Connaître sa mission de vie permet de mieux cerner sa contribution au développement durable

Lundi 10 juillet 2023

La série « Le grand sabotage » montre comment les habitants d’un territoire instaurent les modalités du développement durable en préservant les écosystèmes et en ponctionnant les ressources de manière durable. Dans les saisons 4 et 5, on découvre des habitants qui ont le souci de leur contribution au développement durable et qui semblent connaître leur mission de vie. Explications.

La journaliste écolo : Dans les saisons 4 et 5 de votre série « Le grand sabotage », on découvre des habitants qui raisonnent en termes de contributions.

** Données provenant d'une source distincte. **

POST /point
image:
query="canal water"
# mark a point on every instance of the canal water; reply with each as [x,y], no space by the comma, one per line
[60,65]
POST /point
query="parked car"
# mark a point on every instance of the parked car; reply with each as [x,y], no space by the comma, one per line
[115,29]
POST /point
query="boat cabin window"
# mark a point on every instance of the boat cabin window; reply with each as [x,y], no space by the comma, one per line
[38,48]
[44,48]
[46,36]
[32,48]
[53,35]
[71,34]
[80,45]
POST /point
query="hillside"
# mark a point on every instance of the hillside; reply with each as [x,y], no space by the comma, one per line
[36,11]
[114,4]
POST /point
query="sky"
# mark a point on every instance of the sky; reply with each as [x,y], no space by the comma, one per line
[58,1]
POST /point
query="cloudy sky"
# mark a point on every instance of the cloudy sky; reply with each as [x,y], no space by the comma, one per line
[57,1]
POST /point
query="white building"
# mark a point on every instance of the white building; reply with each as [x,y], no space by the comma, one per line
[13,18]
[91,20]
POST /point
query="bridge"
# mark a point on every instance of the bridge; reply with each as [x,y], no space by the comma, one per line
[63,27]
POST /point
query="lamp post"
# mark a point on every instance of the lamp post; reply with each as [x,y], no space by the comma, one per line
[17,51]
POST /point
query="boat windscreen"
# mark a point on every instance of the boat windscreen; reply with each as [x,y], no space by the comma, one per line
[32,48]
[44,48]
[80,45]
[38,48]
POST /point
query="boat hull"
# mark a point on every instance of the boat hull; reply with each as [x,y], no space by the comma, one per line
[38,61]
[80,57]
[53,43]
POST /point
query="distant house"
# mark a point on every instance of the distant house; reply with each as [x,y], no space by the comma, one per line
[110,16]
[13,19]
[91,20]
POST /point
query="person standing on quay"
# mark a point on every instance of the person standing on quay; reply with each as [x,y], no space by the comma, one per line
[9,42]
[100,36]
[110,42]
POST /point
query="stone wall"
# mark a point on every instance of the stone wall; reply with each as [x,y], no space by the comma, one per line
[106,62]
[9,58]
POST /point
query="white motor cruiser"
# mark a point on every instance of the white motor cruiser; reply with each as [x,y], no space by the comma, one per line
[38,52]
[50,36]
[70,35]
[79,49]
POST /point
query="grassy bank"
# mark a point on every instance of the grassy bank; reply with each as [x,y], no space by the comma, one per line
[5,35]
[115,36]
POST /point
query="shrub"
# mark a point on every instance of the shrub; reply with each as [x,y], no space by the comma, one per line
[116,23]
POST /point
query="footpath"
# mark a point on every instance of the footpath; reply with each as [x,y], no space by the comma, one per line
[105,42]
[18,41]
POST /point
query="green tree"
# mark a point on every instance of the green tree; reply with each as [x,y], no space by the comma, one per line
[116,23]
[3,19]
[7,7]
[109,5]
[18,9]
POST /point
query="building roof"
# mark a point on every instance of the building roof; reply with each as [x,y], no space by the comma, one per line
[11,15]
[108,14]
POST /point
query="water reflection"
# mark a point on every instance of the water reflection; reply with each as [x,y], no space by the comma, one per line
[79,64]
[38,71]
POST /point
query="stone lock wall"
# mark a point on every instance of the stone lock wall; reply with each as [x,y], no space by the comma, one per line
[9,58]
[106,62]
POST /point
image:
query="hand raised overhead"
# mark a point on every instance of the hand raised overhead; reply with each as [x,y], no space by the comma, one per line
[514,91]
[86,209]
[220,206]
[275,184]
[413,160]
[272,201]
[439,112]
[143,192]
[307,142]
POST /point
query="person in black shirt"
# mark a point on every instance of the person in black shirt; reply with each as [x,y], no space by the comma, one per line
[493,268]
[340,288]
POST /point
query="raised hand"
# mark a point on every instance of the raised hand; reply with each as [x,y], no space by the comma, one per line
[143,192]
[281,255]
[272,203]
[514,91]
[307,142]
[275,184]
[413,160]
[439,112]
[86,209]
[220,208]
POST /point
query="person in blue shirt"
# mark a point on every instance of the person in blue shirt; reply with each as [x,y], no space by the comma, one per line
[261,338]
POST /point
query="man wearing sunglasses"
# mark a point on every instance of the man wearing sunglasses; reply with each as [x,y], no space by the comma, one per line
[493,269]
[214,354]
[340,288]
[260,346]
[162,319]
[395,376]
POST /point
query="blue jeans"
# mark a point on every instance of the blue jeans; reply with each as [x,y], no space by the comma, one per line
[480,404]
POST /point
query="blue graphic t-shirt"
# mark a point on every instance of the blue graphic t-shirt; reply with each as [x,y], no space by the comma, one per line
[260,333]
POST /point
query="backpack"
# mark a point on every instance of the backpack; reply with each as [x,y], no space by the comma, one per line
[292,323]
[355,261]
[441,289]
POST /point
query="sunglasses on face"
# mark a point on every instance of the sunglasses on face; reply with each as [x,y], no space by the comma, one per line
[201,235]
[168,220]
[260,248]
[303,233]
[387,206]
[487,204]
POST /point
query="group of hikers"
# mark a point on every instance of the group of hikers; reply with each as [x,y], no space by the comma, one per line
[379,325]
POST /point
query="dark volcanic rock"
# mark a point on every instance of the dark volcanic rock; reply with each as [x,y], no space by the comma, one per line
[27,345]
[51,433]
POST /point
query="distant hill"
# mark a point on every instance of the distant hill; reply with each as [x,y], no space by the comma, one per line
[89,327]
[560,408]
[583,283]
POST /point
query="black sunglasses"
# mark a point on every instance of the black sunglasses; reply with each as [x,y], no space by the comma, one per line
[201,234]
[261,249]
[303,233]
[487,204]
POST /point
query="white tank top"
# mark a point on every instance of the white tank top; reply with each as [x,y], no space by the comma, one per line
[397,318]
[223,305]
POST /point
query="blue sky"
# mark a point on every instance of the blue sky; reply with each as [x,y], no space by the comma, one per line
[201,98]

Chacun semble soucieux de la contribution qu’il peut apporter au développement durable. Pouvez-vous expliquer cette démarche ?

Julie (saboteuse en série) : On ne peut pas comprendre la logique de la contribution sans avoir mené, préalablement une réflexion sur sa mission de vie. Il s’agit de mener une forme d’introspection qui permet de mieux cerner ses valeurs, ses talents, ses aspirations et sa vocation. L’être humain étant un animal social, la mission de vie d’une habitante d’un territoire se définit par la connaissance qu’elle a d’elle-même en faisant référence au monde, entendu comme le produit de la vie en société.

La journaliste écolo : C’est un peu abstrait. Pouvez-vous préciser ?

Valérie (saboteuse en série) : Lorsqu’on cherche à se projeter, à mettre en adéquation ses envies avec le rôle qu’on peut avoir sur Terre, il est important d’avoir la conscience d’être en interactions avec le monde. Très concrètement, il s’agit de cerner ce que l’on souhaite apporter au monde et ce que l’on souhaite recevoir du monde.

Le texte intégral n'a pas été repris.